Murder (Abolition of Death Penalty) Bill (Committee Stage)

Part of the debate – in the House of Commons at 12:00 am on 18 March 1965.

Alert me about debates like this

Photo of Mr William Wilkins Mr William Wilkins , Bristol South 12:00, 18 March 1965

I said that I hope that I have a motion before the Select Committee on Procedure. I am rather concerned because I have not had an opportunity to see the Committee about the proposal.

I say this because, like the right hon. Member for Rushcliffe (Sir M. Redmayne), who, I believe, is now the shadow Minister of Agriculture, I spent a long time—12 years—in the Whips' Office. Some would say that it was too long, but it was certainly long enough to know how the procedure of the House works. I am absolutely certain that these arguments are simply, as the right hon. Gentleman stated them, a series of Aunt Sallies, which they are putting up only to knock down. Much of the opposition to this Motion will not stand up to any sort of detailed examination.

When we say that this House could not function if hon. Members worked here in the mornings, that is a lot of rubbish. This House has worked in the morning, and on one occasion I remember that we worked for 57 hours without rising. We have worked here in the mornings, in the mornings, afternoons, nights and all night. Why is there this suggestion that if we had morning sittings all the Ministers would be in difficulties? That is not so. Ministers have rooms in this place and they did their work from those rooms day in and day out in the Parliament of 1945 to 1951. What is all the fuss about? The present proposal is not that we should sit in the mornings day after day. This relates to one day a week. If the Opposition "create" about this one day, what will they do if the Select Committee on Procedure decided that this should become the normal sitting time of Parliament?

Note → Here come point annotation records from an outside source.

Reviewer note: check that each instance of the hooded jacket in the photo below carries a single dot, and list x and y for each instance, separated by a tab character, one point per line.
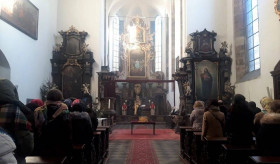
268	137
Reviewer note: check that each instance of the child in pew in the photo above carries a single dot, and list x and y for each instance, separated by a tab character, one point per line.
268	137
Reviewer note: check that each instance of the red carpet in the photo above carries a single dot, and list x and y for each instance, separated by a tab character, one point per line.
144	134
141	153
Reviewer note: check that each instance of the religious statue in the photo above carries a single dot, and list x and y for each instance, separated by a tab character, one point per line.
137	103
137	89
85	88
187	88
153	108
228	92
124	109
206	81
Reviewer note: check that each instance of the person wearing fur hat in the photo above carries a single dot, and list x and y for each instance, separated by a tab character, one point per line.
268	137
52	126
7	147
239	124
266	103
196	116
13	119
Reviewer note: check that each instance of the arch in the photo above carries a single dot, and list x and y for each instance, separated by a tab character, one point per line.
4	67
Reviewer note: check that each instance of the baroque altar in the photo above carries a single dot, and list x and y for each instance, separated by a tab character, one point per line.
205	74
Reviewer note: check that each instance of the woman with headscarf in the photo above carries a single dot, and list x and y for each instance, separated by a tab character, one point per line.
13	120
213	121
239	123
53	130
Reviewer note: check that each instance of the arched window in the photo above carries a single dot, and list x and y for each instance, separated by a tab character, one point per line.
252	34
114	47
158	26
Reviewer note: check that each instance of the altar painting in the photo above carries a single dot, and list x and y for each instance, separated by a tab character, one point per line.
137	63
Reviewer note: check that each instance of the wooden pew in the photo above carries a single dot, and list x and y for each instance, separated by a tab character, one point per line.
238	153
106	139
214	149
265	159
97	147
44	160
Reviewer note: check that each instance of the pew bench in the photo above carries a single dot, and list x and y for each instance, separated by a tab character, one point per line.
265	159
238	153
44	160
213	149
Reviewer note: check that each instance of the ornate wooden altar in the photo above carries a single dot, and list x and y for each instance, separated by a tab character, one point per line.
205	74
72	64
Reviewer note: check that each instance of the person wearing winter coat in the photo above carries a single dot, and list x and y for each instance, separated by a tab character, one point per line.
239	123
196	116
13	119
7	148
268	141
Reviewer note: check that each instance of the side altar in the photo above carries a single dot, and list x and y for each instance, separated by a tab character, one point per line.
135	88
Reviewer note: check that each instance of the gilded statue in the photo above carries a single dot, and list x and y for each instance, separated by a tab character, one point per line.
137	101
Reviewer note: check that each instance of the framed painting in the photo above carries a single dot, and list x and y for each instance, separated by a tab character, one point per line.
206	80
22	15
137	63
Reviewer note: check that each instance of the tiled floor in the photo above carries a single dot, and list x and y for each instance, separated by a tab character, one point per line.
167	151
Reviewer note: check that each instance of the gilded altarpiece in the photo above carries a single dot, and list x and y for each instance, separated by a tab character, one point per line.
205	74
72	64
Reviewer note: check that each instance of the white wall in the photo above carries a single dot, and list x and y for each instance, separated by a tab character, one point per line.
269	26
29	59
210	14
85	15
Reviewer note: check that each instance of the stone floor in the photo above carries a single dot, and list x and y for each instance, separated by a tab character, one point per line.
167	151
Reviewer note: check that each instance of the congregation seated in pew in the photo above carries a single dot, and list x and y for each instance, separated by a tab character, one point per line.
240	143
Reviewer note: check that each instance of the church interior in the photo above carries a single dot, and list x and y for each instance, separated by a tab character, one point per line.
128	82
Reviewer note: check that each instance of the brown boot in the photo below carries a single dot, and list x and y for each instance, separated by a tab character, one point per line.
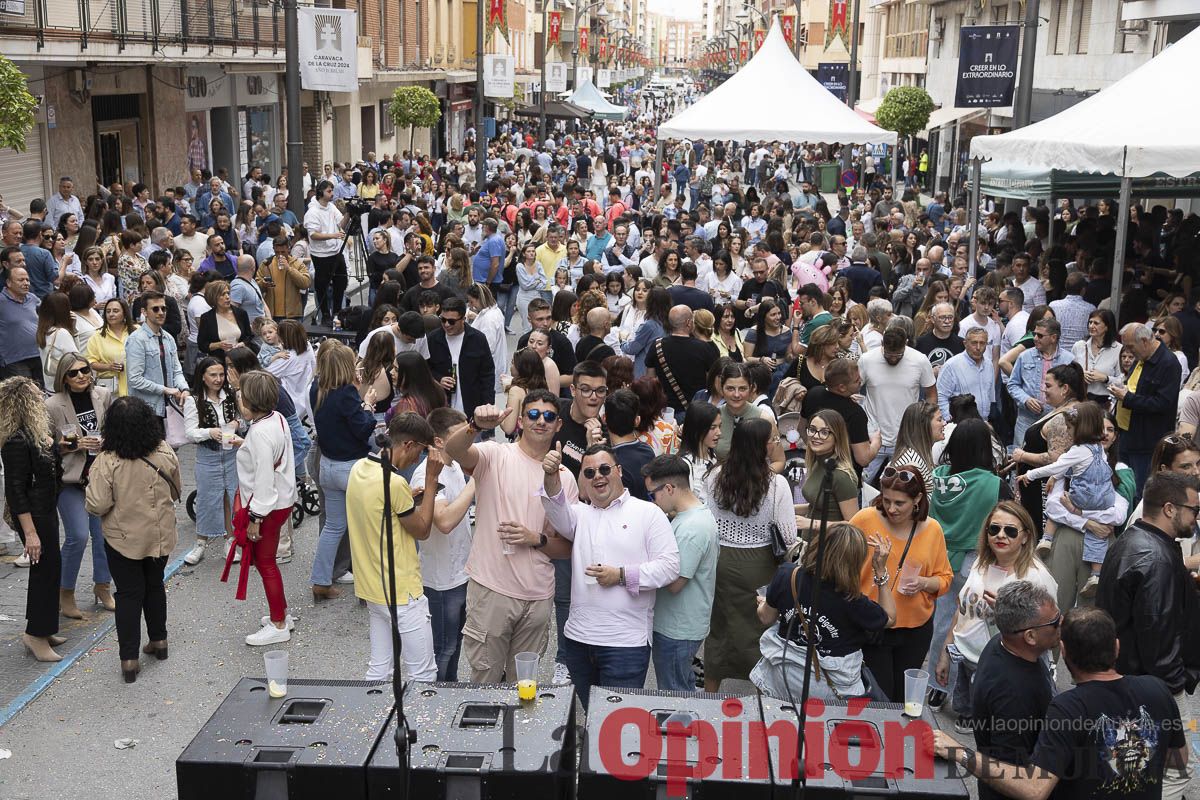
67	606
103	594
325	593
40	648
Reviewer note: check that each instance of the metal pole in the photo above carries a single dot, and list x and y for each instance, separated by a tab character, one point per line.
973	215
541	90
1119	248
292	97
1024	100
480	130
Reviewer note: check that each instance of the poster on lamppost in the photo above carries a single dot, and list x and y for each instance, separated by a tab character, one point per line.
556	76
499	76
329	58
987	66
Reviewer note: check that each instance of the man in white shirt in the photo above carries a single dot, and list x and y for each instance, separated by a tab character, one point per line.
623	551
63	203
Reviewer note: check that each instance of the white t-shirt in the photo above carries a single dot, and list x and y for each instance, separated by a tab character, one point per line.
891	390
444	555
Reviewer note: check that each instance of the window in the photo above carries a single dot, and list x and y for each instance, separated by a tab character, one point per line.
1083	24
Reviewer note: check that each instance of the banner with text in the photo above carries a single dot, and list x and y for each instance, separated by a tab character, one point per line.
329	56
499	76
987	66
834	77
556	76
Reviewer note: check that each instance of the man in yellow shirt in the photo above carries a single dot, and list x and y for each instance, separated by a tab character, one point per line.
409	437
551	252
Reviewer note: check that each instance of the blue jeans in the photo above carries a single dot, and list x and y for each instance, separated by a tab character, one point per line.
77	527
216	481
672	662
562	603
334	477
594	665
943	615
448	611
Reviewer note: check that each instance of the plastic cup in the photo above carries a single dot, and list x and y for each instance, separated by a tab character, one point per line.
916	681
909	575
276	662
527	675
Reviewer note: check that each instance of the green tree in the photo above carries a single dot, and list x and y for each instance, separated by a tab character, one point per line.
17	106
413	107
905	109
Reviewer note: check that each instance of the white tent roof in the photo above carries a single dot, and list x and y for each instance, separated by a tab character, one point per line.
1137	127
773	98
591	98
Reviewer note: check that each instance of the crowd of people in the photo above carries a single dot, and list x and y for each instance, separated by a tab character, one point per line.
593	396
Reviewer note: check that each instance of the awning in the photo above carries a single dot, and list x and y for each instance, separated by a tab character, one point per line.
946	115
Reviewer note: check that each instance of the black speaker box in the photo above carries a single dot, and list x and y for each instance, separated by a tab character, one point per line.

I welcome the opportunity to experiment in this way. I do not understand the ingratitude of the Opposition in this matter. Let us be frank. Anyone with any experience at all knew instinctively that when the Motion of the hon. Member for Aberdeenshire, West (Mr. Hendry) was carried, and the Govern- ment were defeated, the Government were bound to be in difficulty in honouring the will of the House unless they took some extraordinary measures. Hon. Members must have known that before they went into the Division Lobbies. Why did they go into the Lobbies? It was not because they were desperately anxious to get the Committee stage of the Bill on to the Floor of the House. They wanted to embarrass the Government, and now the Government have embarrassed them.